[Design with Terry]Wurkkos TS32 15000+ Lumens Flashlight Concept

The tint uses an abstract value from 0 to 255. When the user ramps the tint, it changes this value.

While setting the brightness, the tint value goes into a formula to convert it to a hardware control value. For example, if the tint is 100/255, and the brightness is 10, the hardware values are then 4 and 6.

  • cool = ((brightness * tint) + 127) / 255
  • warm = brightness - cool

Or with numbers…

  • cool = ((10 * 100) / 127) / 255 = 4
  • warm = 10 - 4 = 6

Since the hardware control values are all integers, the number of different tints possible increases with brightness. At a value of 2 brightness, the only possible values are 2:0, 1:1, and 0:2. With 3 brightness, it can be 3:0, 2:1, 1:2, or 3:0. And so on.

This is pretty simple so far, but in practice it gets more complicated. On PWM-based lights like the LT1, the hardware response is not linear… so it also has to add in a correction factor based on the current tint and brightness. The brightness dips at middle tints, as shown by the orange line here, and after adding a correction factor, it follows the blue line:

The correction function is a simple triangle wave which peaks in the middle, and gets added to the overall brightness values. So instead of having the hardware controls follow a straight line, they end up following a different shape of curve…

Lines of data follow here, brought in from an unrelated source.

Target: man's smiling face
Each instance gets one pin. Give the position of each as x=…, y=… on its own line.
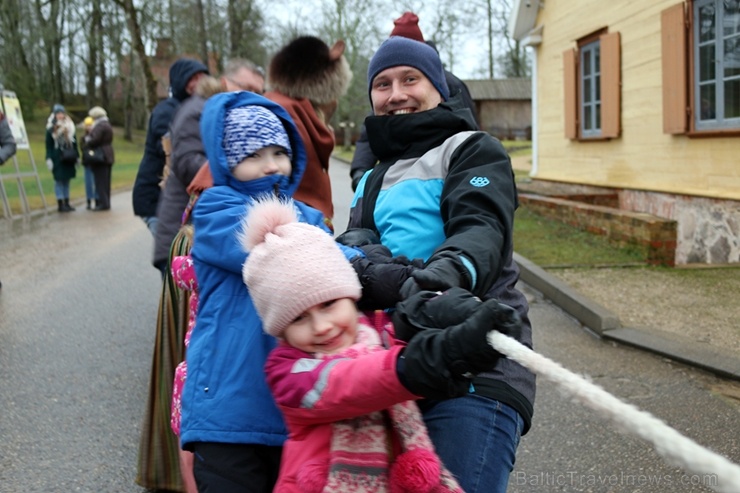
x=402, y=90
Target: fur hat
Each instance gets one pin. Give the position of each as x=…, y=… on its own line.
x=291, y=266
x=407, y=26
x=396, y=51
x=248, y=129
x=307, y=68
x=97, y=112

And there is likely to be an additional complication beyond that, on newer lights. I recently added a dynamic PWM thing to improve the resolution and ramp shape in low modes. This makes it so the hardware control values follow a more complex pattern. For example, here’s how the controls look on the KR4:

So if there was a tint-ramping light which also used high-precision dynamic PWM, the tint resolution would still be low at the bottom, but it would then increase quickly, turn around and become somewhat coarse again in the middle of the ramp, and then increase quickly again. The number of tints follows the orange line in that picture.

I did a test for this on my K9.3 prototype, and it works pretty well… but the code to implement it is pretty complex.

So… the tint ramping UI code really has no idea how many tint steps there will be. It’s a pretty complex calculation. Instead of trying to guess, the UI code just moves the abstract 0-to-255 “tint” value back and forth and lets the underlying hardware code interpret that however it needs to.

Currently, it moves that by 1 per frame, and the frames happen at 62 Hz because of hardware reasons. But it could move by 2 per frame, or 3, or 4, to speed things up… or it could move by 1 every 2 frames, or every 3 frames, etc, to slow things down. For a tint-ramp light, it’s nice to have high-precision control. But for a flood-throw-ramp light, speed seems more important than precision.

Another option is… depending on how the hardware works, it could just go to maximum throw mode (or perhaps maximum flood mode) at the top of the ramp, regardless of the current tint value. Like, on the K9.3 I tested with, there is a DD FET channel but it only powers one set of LEDs. So at the top of the ramp, that goes to full power no matter what the tint is. Tint ramping only works when the DD FET is off, using the two regulated power channels.

If that style is used, people could go to full throw mode and back just by activating turbo.

But I don’t know yet how this specific light will work. I’m just tossing up options for now, to see what sticks. I’m hoping for something simple though, because as dave1010 said, adding complexity to cover every possible preference is usually not a great solution.